In such a work environment, employees will dwell under constant fear. They will feel dreaded that one failure can cost them their job. Moreover, in the quest for perfection, no one will be supportive of each other. Productivity of employees will drop and so will their motivation. Also, because of the zero-tolerance for mistakes, employees will never back their abilities. They will not be able to bring out the best of creativity and innovation in them. They will hold themselves back from thinking outside the box for the fear of failing. 

Perfection will create a toxic work environment where employees will feel that their abilities and spark are getting strangulated. They would not want to be a part of such a company and may switch at the first good opportunity. When employers expect perfection from employees at all times, the latter will be under great pressure. They will also be reluctant to seek assistance or help and will commit errors more often. In the ultimate sense, it is the company that is at a loss of competence.

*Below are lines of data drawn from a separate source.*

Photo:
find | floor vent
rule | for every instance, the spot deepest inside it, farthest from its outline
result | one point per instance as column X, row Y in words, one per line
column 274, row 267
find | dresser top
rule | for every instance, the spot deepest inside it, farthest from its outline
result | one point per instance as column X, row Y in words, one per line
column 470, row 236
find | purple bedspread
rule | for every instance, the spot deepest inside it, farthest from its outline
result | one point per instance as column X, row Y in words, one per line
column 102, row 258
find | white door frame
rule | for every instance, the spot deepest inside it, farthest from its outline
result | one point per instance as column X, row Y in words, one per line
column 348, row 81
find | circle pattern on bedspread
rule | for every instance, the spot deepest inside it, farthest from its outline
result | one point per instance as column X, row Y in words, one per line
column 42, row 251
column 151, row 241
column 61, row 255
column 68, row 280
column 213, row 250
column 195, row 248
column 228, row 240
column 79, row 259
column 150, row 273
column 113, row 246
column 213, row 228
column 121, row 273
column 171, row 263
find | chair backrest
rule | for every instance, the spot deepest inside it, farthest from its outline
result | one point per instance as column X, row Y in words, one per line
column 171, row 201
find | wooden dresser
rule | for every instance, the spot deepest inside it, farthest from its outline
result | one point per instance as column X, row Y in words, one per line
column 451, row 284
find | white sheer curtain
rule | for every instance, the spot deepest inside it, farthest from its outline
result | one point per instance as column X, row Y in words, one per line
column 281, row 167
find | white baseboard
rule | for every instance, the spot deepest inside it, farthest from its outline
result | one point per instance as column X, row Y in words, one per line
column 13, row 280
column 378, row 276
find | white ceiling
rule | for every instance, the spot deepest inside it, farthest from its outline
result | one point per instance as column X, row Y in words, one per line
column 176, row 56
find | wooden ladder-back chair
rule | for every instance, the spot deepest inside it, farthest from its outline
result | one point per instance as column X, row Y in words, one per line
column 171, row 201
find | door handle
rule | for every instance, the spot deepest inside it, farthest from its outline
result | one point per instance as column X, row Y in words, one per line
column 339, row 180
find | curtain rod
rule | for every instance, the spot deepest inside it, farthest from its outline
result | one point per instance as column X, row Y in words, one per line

2. Lack of emotional connect

The emotional connections between people in a business organization are vital. Healthy relationships within a company propel higher employee engagement and efficiency. In fact, emotional connections become far more important in contemporary times. In the growing culture of remote or hybrid workplaces, it is critical to foster the virtues of empathy and emotional intelligence. As per a survey by Flex Jobs, 48 percent of remote workers lack emotional support in their jobs.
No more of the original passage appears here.